There is no formal presentation during the tour, though Lucy pretty much holds court in the kitchen, occasionally being called in to the adjacent dining room to answer a question about the pewter. The kitchen is where their design vision and skill came into full bloom. Prior to the renovation, Don, a retired computer industry executive, had never done any carpentry work, but the kitchen table is his design and craftsmanship. Lucy designed the cabinets, and it was her idea to raise the fridge off the floor and hide it behind more cabinetry. Most visitors have the same reaction that I did when I first entered the kitchen, murmuring a low “wow” as they scan the room and take off their sunglasses.
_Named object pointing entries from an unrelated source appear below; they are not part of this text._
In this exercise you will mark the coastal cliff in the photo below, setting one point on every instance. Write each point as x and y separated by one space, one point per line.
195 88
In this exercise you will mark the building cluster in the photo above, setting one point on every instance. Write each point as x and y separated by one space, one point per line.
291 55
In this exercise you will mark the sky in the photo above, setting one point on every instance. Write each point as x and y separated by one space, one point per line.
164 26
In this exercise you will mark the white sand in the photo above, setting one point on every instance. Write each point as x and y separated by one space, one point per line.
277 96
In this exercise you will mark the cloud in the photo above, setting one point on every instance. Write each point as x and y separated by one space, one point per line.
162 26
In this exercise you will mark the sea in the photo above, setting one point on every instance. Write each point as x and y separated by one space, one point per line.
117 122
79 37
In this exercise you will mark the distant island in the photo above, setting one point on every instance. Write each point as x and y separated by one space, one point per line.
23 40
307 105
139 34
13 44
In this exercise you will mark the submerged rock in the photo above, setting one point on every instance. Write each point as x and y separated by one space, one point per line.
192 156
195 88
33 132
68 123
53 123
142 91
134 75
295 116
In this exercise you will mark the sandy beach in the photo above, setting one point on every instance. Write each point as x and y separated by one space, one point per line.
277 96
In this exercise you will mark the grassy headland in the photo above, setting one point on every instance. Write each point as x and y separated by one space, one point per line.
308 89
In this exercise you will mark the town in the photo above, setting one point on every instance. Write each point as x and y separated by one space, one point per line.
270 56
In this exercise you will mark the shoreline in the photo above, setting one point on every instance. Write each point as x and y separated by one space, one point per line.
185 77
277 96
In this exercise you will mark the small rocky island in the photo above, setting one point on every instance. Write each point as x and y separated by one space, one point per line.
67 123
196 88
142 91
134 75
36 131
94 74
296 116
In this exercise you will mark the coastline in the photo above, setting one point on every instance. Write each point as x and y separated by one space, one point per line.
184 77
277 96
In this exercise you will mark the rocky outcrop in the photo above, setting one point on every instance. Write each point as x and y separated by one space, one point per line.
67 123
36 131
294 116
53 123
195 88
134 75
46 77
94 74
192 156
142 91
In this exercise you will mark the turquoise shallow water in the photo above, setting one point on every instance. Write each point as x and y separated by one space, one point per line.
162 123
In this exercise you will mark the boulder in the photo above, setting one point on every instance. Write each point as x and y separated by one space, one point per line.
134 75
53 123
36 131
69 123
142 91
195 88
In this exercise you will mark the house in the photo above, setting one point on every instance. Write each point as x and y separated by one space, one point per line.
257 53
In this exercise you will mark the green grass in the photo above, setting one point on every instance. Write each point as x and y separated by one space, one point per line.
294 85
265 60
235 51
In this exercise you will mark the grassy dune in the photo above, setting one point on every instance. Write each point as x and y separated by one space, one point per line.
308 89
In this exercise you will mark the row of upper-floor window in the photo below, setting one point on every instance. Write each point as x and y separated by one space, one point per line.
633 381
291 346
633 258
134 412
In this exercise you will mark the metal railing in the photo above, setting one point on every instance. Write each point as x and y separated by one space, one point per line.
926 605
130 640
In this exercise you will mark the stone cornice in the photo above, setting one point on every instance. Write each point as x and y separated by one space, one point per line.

It’s the kind of kitchen I figure most of us touring the Arthur home wish we had: beautifully appointed, well-designed, inviting, comfortable, and clean. Actually, I’d settle for just clean.
By the time the day ends and Don gets ready to head to the nearby St. James’ Parish Church Annual Spring Dinner to fetch a carry-out supper of crab cakes, country ham, slaw, and potatoes for his hungry volunteers, there’s not a room that hasn’t been tromped through. Nobody peeked in closets, perhaps only because there aren’t too many in the house. When the house was built, the original residents would have used armoires for storage, so the Arthurs do, too.
Lucy marvels at the reaction to their home and handiwork. She was nervous at first about pebbles from the driveway finding their way into the house en masse—she went as far as placing a small sign on the ticket table reading “please check your shoe treads for pebbles”—but she notes that “the house was as clean when we finished as when we started.” They both deem the experience as a lot of fun and one that they’d consider doing again—but not anytime soon. After dinner they plan to keep things pretty simple: get a good night’s sleep and take it easy the next day. And leave the dust mop in the closet.
Sarah Achenbach writes from Baltimore.
Making a Pilgrimage
From a humble start in 1930 as a committee of the Federated Garden Clubs of Maryland, the nonprofit Maryland House & Garden Pilgrimage has grown into a statewide program to raise funds for the preservation and restoration of Maryland’s architecturally and historically significant properties. Maryland counties sponsor pilgrimage tours in alternating years, with participating counties receiving their
own Saturday tour date in April or May. Each county has a volunteer pilgrimage committee, which selects tour homes, old or new, that they feel will be interesting for visitors. Each county’s committee also chooses a historic preservation project to receive funds raised through ticket sales. (For 2008, $30 per day covers admission to all houses in a given county.) Statewide in 2007, the pilgrimage raised nearly $85,000 and close to 5,000 people toured the homes. In Anne Arundel County, the Arthurs’ house tour helped raise more than $22,000 for Edgewater’s Historic London Town & Gardens. For ticket information, call 410-821-6933 or visit http://www.mhgp.org.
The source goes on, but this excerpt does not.